Wednesday, August 9, 2017

INTERVIEW with Author JB Reynolds

Today in my ongoing series of author interviews I'm chatting with JB Reynolds. Reynolds has several excellent stories available (check out Amazon or his website). I've read a couple of them and was quite pleased, he has an easy but poetic style that really sucks you in. He's especially good at making unpalatable things seem sympathetic or even enjoyable. I highly recommend his "Art of Cigarette Smoking." If he can make cigarettes seem inviting, you know he has a gift!

THE AUTHOR!

J.B. Reynolds lives in rural Northland, New Zealand, where he raises children and chickens. He writes humorous short fiction, where tragedy meets comedy and character reigns supreme. His first short story was published while he was a university student, and in between that and a return to serious writing in 2016, he has worked as a graphic designer, landscaper, ski and snowboard technician, librarian, apple picker, and baker of muffins and teacakes.

Nowadays, when not writing, he’s a husband, father, and high school teacher (not necessarily in that order). He enjoys sailing, cycling, and playing music, really loud, when his wife and kids aren’t at home. He has a big garden, where he likes to get his fingernails dirty, and he loves to eat the things that grow in it.

He is currently working on his Crossing The Divide short story series. The stories in the series feature different characters and switch between locations in New Zealand and Australia, but they are all, in a way, coming of age stories and are linked through the theme of relationships.

THE INTERVIEW!

From what I've read of your work, I can't easily place it in any single genre like "mystery" or "romance." What do you call your genre and what drew you to write in it?
I’ve struggled a little to even define the genre for the short stories I’m writing at the moment. I guess it’s humorous contemporary fiction. In some ways, they are coming-of-age stories, but with characters in their late teens and early twenties rather than adolescents. I’m writing in this genre because these were the ideas I had in my head that were the most developed. They’re also stories that have arisen out of my own life experience. Once I’ve finished this series, I have some ideas for short stories that are more fantastical, and I have an idea for a fantasy novel that I’ll get to after that. My reading preferences tend towards sci-fi and fantasy, and that’s where I want to head with my writing.

We all love some good fantasy and sci-fi. Which writers inspire you?
I love the short stories of Kurt Vonnegut and Will Self. Vonnegut is the short story master and has some great tips on writing short stories that I always try to keep in mind when I’m writing them. Will Self is both disturbing and hilarious, and a much better short story writer than novelist, in my opinion. His Grey Area and The Quantum Theory of Insanity short story collections are brilliant. My favourite novelists are Iain M. Banks, because of the grand scope of his imagination; Terry Pratchett, because he manages to be both profoundly silly and profoundly serious at the same time; and Paul Auster, because his storytelling seems so graceful and elegant and effortless. I’m sure it isn’t; he probably sweats blood like most other writers, but that’s how it reads on the page. But I think the writer who most inspired me to write was Hunter S. Thompson. His passion for what he does just blazes out of the page. There was a point in my life when I wanted to be Hunter S. Thompson, but I didn’t have the balls.

Few of us have the balls to trip balls like he did. 

Change of topic, but this one is always a hot button with independent authors: Do you think that the cover plays an important part in the buying process?
Absolutely! And the great thing about ebooks is that you can change them. I trained as a graphic designer so I’ve done my own, but you can always improve things.  I’ve changed mine three times, so far.
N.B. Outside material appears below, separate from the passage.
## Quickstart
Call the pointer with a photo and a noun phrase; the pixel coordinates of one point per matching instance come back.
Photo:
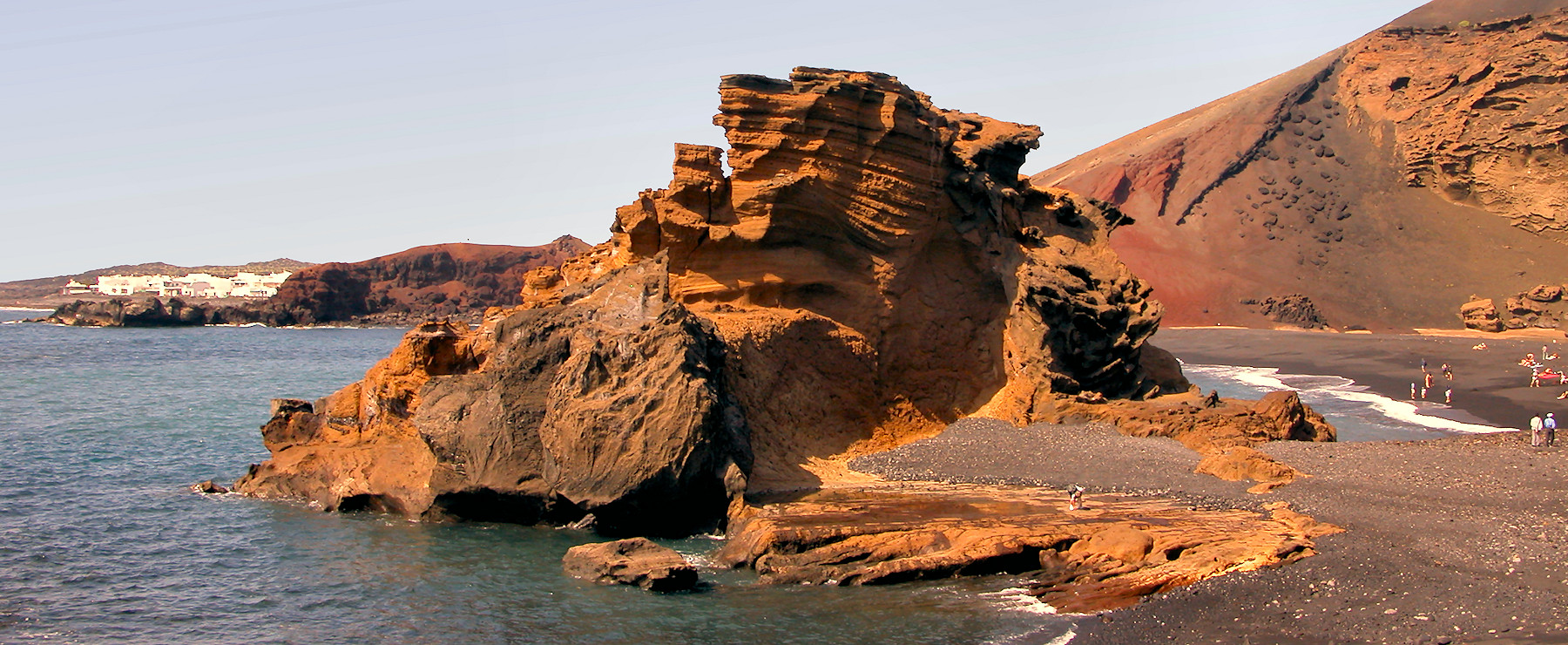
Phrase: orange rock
(1430, 145)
To be honest, I’m not the world’s greatest graphic designer and the first two iterations were a bit shit. It’s only after round three that I’ve got something I’m happy with. I’d like to employ an artist to do some drawings for me for future covers as my drawing skills aren’t up to the required standard, especially for sci-fi and fantasy, which is where I want to go with my writing.

For what it's worth I quite like your covers. Do you write full-time or part-time?
Part-time. Full time is the long-term goal, but currently I get an hour or so every morning to write during the week, a little more in the weekends. Since I started this routine in January of 2016, it’s been life-changing, and I’m much happier for it. It’s slow going, but every little bit helps. This year, I’ve gone down to four days a week at work, and I’m going to spend that one day a week I have without children to look after doing some writing, but also trying to get the bulk of my marketing and admin tasks done.

I feel your pain about juggling kids and work, but building a routine helps tremendously. What are your ambitions for your writing career?
The long term goal is exactly that; to make a career out of it. I want to be successful enough to do it full-time and pay the bills with the money I earn from it. The short and medium term goals are to write more books and grow my audience.